SUMSELTERKINI.ID, Palembang – PT Pupuk Indonesia (Persero) saat ini fokus dalam pengembangan pabrik pupuk NPK, sementara untuk urea tidak ada lagi pengembangan, karena kapasitas produksi urea saat ini sudah mencapai 8,3 juta ton.
“Kami tidak akan tambah lagi dan akan mengoptimalkan urea untuk memenuhi kebutuhan domestik saja dalam rangka ketahanan pangan, serta menggunakan produk urea hasil produksi kita sebagai bahan baku pupuk NPK”, ungkap Direktur Utama PT Pupuk Indonesia (Persero) Aas Asikin Idat usai acara Penandatanganan Kontrak NPK Fusion II di Palembang, Selasa (12/12/2017).

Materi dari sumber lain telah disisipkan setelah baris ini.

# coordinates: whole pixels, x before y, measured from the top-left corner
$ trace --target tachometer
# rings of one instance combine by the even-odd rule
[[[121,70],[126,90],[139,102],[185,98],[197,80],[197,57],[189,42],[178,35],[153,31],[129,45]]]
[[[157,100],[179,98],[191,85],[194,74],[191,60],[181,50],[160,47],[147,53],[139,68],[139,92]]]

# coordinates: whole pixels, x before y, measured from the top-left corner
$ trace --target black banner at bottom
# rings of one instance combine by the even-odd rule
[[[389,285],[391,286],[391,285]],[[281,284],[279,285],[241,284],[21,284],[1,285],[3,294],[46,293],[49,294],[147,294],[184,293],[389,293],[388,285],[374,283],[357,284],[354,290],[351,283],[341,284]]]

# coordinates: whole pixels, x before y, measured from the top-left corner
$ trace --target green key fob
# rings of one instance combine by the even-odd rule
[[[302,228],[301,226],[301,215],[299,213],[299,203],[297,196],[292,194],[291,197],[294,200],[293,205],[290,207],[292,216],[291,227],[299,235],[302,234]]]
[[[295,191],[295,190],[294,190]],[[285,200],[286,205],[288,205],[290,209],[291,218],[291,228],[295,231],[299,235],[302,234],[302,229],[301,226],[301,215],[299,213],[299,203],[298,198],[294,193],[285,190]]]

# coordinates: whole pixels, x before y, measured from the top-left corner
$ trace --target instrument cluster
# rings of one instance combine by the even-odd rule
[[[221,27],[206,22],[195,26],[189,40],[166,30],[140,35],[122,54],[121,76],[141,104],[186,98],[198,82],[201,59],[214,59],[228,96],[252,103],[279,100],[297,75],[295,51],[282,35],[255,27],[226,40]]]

Menurutnya guna meningkatkan daya saing Perusahaan, pengembangan NPK memang menjadi prioritas Pupuk Indonesia ke depan.
Apalagi jelasnya NPK telah terbukti memberikan hasil yang optimal dalam meningkatkan produktivitas tanaman, baik itu tanaman pangan maupun perkebunan. “Pemerintah sendiri saat ini terus menggalakkan pola pemupukan berimbang melalui penggunaan pupuk NPK,”ulasnya.
Berdasarkan analisa pasar lanjut dia, potensi pupuk NPK untuk sektor perkebunan juga sangat menjanjikan karena kebutuhan pasar dalam negeri masih cukup tinggi.
Menurutnya pada 2021, Pupuk Indonesia berencana akan mengembangkan pabrik NPK hingga 3.400.000 ton. Saat ini, selain pengembangan berkapasitas 200.000 ton per-tahun di PT Pupuk Sriwidjaja, persiapan proyek juga sedang dilakukan oleh Pupuk Indonesia yaitu pembangunan pabrik NPK di PT Pupuk Iskandar Muda sebesar 1.000.000 ton per-tahun, PT Pupuk Kujang Cikampek sebesar 200.000 ton per-tahun, PT Petrokimia Gresik sebesar 500.000 ton per-tahun dan PT Pupuk Kalimantan Timur sebesar 1.000.000 ton per-tahun.
Selain pembangunan proyek NPK, paparnya upaya lain untuk meningkatkan daya saing adalah melalui adalah peningkatan efisensi pabrik dengan melakukan revitalisasi pabrik.
“Pupuk Indonesia Group telah melakukan berbagai proyek pengembangan dan melakukan revitalisasi, yaitu mengganti pabrik yang sudah tua dengan pabrik yang lebih canggih dan hemat konsumsi gasnya. Sejauh ini, sudah tiga proyek besar yang dilaksanakan Pupuk Indonesia salah satunya adalah pabrik Pusri 2B”, ujar Aas.
Pusri 2B ini menggantikan Pabrik Pusri 2 yang telah berumur lebih dari 40 tahun. Pabrik Pusri 2B selain menerapkan teknologi baru juga dapat menghemat bahan baku gas alam. Pabrik Pusri 2B akan menghemat pemakaian gas hingga 14 MMBTU per ton urea. Sehingga menurunkan harga pokok produksi, agar dapat bersaing dan kompetitif.
Selain meningkatkan efisiensi melalui revitalisasi, Pupuk Indonesia juga akan mulai merambah bisnis petrokimia lainnya yang memiliki nilai tambah yang lebih tinggi dibandingkan urea.
Saat ini Pupuk Indonesia tengah menjajaki kemungkinan pengembangan produk petrokimia di Bintuni seperti methanol, ethylene, dan lain sebagainya.